Posted October 31, 2006on:
Flipping through the TV tonight, I suddenly remembered our 2nd Halloween in 1991. We had moved to Temple City by then, An was in 10th grade, Tin was in 3rd grade, and I was in 7th. Halloween only meant free candies to us, pounds of them. Other than that, we didn’t care. We didn’t look twice at carved pumpkins, didn’t care about costumes, didn’t care about decorations. The 3rd-world mentality was still hardwired into us, we viewed costumes and decorations as something belonging to rich white people, and on our poor ghetto end, we got free something – free candies – out of it.
Mom got Tin a $10 skeleton costume from the grocery store, made of soft thin plastic, like those disposable tablecloths you can get in the Dollar Store. Tin wore his costume to school that day. After school, we got home and frantically anticipated nightfall in the most disorganized fashion. We hadn’t a clue what was going to happen, except we knew we were going after the free candies, those glorious freebies were calling out to us. We didn’t say anything, just sort of watched the T.V. listlessly, ate our dinner in a hurry, then loitered around the T.V. some more, watching the evening news that Tram had on. We didn’t even dare to ask if we could go trick-or-treating. We stalked Mom nervously, wanting so bad to hear her say “yes you can go” but fearing the no so equally bad that we ended up not opening our mouths. Then 5 o’clock came, the sky darkened, and feeling the inevitable, An asked Chau to ask mom if we could go trick-or-treat, Chau serving as our sponsor of sort. Except Chau had no credit with Mom. It got down to 8-year-old Tin. Tin got an open-ended answer: “I don’t know, ask your dad.”

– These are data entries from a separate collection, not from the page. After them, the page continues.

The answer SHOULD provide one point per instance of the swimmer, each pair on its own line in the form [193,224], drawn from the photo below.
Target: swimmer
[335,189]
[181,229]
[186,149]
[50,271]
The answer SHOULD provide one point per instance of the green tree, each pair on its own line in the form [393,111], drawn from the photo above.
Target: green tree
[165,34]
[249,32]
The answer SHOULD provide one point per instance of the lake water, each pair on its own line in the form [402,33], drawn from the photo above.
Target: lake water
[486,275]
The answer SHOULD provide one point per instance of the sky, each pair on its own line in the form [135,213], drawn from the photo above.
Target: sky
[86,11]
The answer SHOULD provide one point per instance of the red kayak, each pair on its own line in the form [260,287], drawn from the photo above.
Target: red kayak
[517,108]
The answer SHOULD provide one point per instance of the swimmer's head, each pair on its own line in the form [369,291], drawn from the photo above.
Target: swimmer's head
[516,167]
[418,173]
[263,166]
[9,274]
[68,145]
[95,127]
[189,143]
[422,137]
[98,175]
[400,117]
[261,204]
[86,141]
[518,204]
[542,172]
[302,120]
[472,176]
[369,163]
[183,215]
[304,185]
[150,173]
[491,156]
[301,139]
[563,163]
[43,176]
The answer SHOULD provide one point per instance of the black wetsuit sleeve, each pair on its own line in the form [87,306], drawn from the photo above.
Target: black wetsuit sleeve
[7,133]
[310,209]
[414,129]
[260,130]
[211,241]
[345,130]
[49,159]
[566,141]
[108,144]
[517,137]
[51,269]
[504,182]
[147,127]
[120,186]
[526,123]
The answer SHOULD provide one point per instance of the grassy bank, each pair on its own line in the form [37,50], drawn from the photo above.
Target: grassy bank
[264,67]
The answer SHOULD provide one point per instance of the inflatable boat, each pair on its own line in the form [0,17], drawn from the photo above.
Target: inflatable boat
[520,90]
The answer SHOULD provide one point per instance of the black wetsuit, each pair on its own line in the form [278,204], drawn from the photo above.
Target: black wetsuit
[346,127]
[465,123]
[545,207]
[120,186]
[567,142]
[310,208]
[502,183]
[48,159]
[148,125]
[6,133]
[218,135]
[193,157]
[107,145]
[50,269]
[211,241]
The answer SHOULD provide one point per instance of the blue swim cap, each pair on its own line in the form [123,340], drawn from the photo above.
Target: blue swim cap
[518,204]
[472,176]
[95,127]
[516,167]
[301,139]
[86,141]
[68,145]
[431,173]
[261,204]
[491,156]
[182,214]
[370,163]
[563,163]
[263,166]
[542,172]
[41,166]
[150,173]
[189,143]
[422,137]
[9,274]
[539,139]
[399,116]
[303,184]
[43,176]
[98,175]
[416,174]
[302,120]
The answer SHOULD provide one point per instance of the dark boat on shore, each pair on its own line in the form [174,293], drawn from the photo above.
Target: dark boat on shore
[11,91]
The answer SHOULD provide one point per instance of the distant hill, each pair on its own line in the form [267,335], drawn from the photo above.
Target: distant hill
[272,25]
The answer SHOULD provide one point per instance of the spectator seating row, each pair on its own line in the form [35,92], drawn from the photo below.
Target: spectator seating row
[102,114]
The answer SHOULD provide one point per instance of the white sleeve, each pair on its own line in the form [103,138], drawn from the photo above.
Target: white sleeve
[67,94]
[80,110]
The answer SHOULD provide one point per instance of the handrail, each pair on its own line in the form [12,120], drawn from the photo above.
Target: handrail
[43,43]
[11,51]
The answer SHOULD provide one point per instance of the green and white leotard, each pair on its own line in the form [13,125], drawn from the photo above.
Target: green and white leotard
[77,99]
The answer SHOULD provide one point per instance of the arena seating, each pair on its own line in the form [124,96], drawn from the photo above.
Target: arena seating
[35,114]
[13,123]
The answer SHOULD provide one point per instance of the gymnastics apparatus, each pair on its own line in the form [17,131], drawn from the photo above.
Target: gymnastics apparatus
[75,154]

Well that wasn’t too bad. That was half of a yes. So we waited for Dad to come home. I remember just sitting there, by the dinning table, watching T.V., marking time passage by the program of the hour. Evening news ended. Jeopardy began. It felt hopeless. Around 7:10, Dad came home, and Tin got pushed to the front to ask for permission to go trick-or-treat. Dad said OK sure, and the world resumed its course once again. Tin quickly changed into his skeleton costume. I had a black shirt on, I think. I can’t remember anymore. I didn’t have a costume, and it wasn’t my concern. As far as I cared, Tin’s costume was enough for all three of us to stick out our plastic bags asking for candies. But just to play it safe, An and I drew quick masks on brown paper bags, cut out the holes, tied rubberbands to the two sides and got ourselves each a mask. An’s was a cat of sort, and mine was a jack-o-lantern, I think. An also got a black T-shirt with skulls filling up the front side of it.

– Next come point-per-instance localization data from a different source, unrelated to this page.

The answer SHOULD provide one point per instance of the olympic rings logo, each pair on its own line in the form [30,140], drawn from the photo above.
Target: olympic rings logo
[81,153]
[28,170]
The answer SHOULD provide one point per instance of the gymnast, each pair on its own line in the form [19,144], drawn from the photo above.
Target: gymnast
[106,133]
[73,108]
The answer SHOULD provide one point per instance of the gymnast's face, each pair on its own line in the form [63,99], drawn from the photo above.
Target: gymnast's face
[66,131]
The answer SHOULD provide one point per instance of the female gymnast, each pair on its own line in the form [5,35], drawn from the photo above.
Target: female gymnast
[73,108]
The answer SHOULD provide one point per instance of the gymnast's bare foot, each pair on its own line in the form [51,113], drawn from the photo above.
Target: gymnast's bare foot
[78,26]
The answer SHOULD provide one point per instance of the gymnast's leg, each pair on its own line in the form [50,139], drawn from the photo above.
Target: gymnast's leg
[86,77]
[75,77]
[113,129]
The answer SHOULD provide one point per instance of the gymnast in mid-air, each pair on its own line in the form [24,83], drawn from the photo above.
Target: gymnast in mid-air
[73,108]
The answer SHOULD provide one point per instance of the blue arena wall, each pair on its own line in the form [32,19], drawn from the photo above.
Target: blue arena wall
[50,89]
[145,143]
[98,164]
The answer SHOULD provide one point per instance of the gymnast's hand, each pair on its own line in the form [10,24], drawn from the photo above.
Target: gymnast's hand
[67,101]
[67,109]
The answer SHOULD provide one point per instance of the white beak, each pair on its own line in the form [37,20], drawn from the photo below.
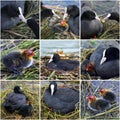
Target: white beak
[52,89]
[51,59]
[55,14]
[106,18]
[103,57]
[21,16]
[65,13]
[102,60]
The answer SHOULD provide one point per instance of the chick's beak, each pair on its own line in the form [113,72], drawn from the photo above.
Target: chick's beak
[52,89]
[21,16]
[63,23]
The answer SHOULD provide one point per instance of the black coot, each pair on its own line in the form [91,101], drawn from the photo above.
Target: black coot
[61,100]
[90,23]
[112,16]
[105,60]
[26,110]
[66,65]
[73,21]
[14,100]
[9,13]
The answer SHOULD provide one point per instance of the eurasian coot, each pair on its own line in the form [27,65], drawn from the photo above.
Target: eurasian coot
[14,100]
[26,110]
[90,23]
[97,104]
[16,61]
[112,16]
[9,13]
[105,60]
[108,95]
[66,65]
[61,100]
[73,21]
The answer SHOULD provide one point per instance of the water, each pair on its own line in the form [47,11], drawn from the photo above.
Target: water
[49,47]
[62,3]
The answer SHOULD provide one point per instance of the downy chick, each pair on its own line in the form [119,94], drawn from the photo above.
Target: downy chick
[16,61]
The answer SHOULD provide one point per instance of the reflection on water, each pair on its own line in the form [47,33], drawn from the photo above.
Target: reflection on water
[49,47]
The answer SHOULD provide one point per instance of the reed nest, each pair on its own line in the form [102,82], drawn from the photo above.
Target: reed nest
[51,74]
[22,31]
[16,45]
[47,113]
[31,90]
[85,54]
[87,88]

Chau walked with us around Reno Ave. It was fun, because each of us was thrilled with the idea that we got something for nothing. Rich people giving tons of candies away for free, fancy that! After 1 hour, our bags were so heavy that we had to go home to drop some candies off. Then we were off again. Ding-doong! “Tricko treeet! tricko treeet!” we cried under the cold october sky. The leaves were already falling off trees, I remember that. They were rustling under our quick steps. The clouds were in the sky too, and there were winds. Ding-doong! “Tricko treeet.” We got to know our neighborhood well for the first time that night, seeing for ourselves who lived in what houses. Or more like seeing for ourselves who were behind the facades of all the houses in our neighborhood.
Most people handed out candies without questions, but there were chatty ladies who liked to identify our costumes too, which is to say, pointing out that Tin was an adequate skeleton, An was a … [pause] … cat? [ pause] with, oh, scarry skulls! And finally [long pause] confused look… um… … She handed out candies by the time she was done with us, and we hastily retreated to save her from the pains of having to guess what my mask was supposed to represent. We didn’t let that deter us one bit, and we continued to hunt down the brightly lighted porches for another hour. That year yielded the biggest harvest. Years later and much more fluency in English language and American culture later, after we got more elaborate costumes and what not, we couldn’t match the pounds of candies the three of us collected that one night in 1991. Waiting for Dad to come home back then was so meaningful to us. Not just Tin and me, but An and Chau too.
I know my time stamp is wacked. actually I like it that way. It’s still Halloween over here, though the time stamp says otherwise.
picture: last saturday’s farmer’s market load. I ate all of those bitter melons, yum!